Arguably, the general behavior of these parameter estimates is quite similar to those obtained with the random seed value 101, but note that the second variance component differs by a factor of three, and the second component of lambda increases almost as much. 

Increasing the sample size from n = 500 to n = 2000 and repeating these experiments, the normalmixEM procedure failed to converge after 1000 iterations for all four of the random seed values 101 through 104.  If, however, we specify the correct standard deviations (i.e., specify “sigma = c(1,1,1)” when we invoke normalmixEM) and we increase the maximum number of iterations to 3000 (i.e., specify “maxit = 3000”), the procedure does converge after 2417 iterations for the seed value 101, yielding the following parameter estimates:

            mu = (1.98, 4.98, 7.15)
            sigma = (1.012, 1.055, 0.929)
            lambda = (0.198, 0.641, 0.161)
While these parameters took a lot more effort to obtain, they are clearly much closer to the correct values, emphasizing the point that when we are fitting a model to data, our results generally improve as the amount of available data increases and as our starting estimates become more accurate.  This point is further illustrated by the plot shown below, analogous to the previous one, but constructed from the model fit to the longer data sequence and incorporating better initial parameter estimates.  Interestingly, re-running the same procedure but taking the correct means as starting parameter estimates instead of the correct standard deviations, the procedure failed to converge in 3000 iterations.

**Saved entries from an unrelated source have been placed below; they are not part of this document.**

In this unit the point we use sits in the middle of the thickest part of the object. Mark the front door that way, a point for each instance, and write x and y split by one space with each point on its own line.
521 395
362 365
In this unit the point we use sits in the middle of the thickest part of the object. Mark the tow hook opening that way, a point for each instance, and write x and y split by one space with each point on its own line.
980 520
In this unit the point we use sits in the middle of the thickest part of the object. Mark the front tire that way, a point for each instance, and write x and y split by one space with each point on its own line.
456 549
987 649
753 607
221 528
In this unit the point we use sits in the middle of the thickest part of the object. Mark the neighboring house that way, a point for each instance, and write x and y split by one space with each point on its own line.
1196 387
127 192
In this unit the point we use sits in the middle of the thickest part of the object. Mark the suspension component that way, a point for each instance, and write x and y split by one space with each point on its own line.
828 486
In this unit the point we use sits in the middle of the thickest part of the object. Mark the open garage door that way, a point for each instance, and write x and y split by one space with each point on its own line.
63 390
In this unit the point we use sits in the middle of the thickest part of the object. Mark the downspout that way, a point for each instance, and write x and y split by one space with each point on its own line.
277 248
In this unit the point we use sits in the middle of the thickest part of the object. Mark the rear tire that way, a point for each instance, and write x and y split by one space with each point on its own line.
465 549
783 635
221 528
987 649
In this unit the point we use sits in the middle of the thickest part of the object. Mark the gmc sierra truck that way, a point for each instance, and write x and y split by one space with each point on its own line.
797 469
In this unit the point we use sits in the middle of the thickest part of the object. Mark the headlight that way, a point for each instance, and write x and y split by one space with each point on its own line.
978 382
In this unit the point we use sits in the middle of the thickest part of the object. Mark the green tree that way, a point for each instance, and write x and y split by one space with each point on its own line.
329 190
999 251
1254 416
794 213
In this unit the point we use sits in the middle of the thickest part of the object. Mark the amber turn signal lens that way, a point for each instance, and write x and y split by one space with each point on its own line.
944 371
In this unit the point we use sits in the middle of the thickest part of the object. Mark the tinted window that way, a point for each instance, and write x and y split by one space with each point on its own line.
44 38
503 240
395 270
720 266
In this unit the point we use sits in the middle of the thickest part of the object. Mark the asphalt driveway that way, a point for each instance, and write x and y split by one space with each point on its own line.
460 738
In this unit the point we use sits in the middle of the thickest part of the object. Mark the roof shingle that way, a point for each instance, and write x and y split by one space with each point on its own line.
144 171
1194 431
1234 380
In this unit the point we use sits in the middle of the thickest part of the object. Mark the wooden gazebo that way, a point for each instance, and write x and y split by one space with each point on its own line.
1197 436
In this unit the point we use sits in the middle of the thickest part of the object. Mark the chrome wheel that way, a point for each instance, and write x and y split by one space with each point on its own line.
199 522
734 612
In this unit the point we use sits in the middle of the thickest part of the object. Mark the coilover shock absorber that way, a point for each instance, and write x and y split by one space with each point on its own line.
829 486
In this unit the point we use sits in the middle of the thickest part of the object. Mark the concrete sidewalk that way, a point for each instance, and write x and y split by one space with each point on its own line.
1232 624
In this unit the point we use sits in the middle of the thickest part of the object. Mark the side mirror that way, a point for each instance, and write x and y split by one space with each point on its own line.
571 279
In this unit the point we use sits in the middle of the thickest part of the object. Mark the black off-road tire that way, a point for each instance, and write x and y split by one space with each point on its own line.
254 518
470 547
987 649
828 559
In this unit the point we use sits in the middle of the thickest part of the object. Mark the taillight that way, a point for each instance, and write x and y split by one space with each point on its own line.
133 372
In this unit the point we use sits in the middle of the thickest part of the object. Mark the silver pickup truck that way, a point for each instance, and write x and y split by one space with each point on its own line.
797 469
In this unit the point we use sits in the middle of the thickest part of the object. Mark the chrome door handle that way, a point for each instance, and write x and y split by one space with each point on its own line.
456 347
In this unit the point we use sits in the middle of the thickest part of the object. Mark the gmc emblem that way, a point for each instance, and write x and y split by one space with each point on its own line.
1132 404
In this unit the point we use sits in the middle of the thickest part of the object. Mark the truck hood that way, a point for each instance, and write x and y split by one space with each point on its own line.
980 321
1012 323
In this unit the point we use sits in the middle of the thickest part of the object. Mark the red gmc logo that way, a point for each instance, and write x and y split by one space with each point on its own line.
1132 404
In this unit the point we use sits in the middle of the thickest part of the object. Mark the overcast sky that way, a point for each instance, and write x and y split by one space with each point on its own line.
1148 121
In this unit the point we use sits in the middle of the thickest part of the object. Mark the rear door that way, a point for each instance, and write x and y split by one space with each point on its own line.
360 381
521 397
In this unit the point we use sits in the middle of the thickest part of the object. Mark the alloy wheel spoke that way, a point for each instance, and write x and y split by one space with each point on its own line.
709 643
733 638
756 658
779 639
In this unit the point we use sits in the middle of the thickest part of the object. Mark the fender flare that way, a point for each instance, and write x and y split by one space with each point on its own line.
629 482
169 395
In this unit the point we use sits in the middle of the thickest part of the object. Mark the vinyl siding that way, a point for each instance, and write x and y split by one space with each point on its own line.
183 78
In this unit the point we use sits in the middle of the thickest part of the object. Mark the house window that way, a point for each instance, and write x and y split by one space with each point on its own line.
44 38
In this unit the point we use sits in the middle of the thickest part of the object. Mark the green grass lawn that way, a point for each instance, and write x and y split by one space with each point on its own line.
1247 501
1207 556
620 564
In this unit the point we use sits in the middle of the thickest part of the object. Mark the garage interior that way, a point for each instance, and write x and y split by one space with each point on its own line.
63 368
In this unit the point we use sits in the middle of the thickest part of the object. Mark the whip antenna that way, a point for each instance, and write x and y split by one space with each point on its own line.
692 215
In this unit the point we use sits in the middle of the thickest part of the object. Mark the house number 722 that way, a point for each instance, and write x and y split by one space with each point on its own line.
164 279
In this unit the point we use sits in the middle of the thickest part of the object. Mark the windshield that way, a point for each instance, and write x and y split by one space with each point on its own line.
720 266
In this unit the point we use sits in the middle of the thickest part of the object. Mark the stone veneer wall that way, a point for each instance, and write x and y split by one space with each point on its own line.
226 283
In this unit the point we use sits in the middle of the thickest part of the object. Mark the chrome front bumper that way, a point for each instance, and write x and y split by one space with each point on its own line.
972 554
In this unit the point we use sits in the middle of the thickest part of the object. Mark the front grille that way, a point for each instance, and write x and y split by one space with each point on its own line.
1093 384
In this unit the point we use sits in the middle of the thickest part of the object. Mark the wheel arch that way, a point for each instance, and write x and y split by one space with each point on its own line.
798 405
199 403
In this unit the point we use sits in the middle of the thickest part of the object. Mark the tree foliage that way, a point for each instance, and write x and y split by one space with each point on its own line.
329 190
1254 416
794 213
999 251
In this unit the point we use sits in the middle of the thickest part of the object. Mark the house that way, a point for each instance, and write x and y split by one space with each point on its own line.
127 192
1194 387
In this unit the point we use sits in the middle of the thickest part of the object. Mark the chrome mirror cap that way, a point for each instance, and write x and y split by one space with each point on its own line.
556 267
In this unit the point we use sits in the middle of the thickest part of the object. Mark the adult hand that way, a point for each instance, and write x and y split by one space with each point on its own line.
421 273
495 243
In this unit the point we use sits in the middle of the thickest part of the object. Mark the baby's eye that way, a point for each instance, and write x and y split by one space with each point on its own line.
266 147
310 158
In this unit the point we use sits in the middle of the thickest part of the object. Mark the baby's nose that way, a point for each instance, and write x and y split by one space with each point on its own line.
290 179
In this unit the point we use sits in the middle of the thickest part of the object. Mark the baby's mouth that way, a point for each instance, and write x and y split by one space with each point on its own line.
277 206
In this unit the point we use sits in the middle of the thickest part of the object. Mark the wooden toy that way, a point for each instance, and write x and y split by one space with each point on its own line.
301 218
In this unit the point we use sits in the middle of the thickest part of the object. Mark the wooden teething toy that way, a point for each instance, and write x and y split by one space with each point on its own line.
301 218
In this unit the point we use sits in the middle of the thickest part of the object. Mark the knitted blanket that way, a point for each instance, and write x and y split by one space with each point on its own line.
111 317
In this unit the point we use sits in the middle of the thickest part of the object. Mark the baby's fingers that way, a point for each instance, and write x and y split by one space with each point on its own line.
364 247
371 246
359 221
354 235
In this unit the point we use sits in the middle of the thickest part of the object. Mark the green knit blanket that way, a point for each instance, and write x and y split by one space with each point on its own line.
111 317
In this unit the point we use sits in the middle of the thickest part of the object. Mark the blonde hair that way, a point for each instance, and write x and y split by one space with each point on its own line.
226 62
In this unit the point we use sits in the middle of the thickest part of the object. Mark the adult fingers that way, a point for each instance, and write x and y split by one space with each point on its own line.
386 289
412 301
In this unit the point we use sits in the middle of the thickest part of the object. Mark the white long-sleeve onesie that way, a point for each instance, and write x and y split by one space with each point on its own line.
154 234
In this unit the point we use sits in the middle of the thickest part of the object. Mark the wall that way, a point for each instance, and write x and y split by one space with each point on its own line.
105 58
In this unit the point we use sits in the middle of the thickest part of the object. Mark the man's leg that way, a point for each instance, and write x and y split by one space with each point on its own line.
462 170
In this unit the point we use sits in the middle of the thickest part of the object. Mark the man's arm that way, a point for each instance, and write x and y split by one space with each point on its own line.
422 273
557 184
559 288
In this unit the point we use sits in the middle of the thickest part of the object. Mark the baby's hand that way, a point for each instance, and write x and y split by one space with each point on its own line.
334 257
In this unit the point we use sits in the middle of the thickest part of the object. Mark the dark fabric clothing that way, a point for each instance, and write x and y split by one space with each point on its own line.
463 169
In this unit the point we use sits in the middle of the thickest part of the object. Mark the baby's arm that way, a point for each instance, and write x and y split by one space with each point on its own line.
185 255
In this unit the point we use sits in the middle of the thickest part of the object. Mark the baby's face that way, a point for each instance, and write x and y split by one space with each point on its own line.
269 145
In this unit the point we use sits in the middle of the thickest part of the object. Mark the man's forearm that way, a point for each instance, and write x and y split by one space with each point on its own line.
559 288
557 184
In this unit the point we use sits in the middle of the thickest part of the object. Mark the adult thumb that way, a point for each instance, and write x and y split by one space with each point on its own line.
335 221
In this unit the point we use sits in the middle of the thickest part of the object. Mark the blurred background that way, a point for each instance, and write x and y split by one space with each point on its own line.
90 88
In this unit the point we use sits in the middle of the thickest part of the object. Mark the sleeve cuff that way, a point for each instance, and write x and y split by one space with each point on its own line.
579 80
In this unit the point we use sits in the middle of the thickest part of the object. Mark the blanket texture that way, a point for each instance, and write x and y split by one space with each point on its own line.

Overall, I like what I have seen so far of the mixtools package, and I look forward to exploring its capabilities further.  It’s great to have a built-in procedure – i.e., one I didn’t have to write and debug myself – that does all of the things that this package does.  However, the three-component mixture results presented here do illustrate an important point: the behavior of iterative procedures like normalmixEM and others in the mixtools package can depend strongly on the starting values chosen to initialize the iteration process, and the extent of this dependence can vary greatly from one application to another.



  1. Interesting review! Have you compared its performance with mclust in identifying the true clusters (components) exist?

  2. Really neat example. I'm interested in getting the X intercept of the two Gaussians, but I don't think any of the attributes of the model gives it.. Is there another simple way for calculating it?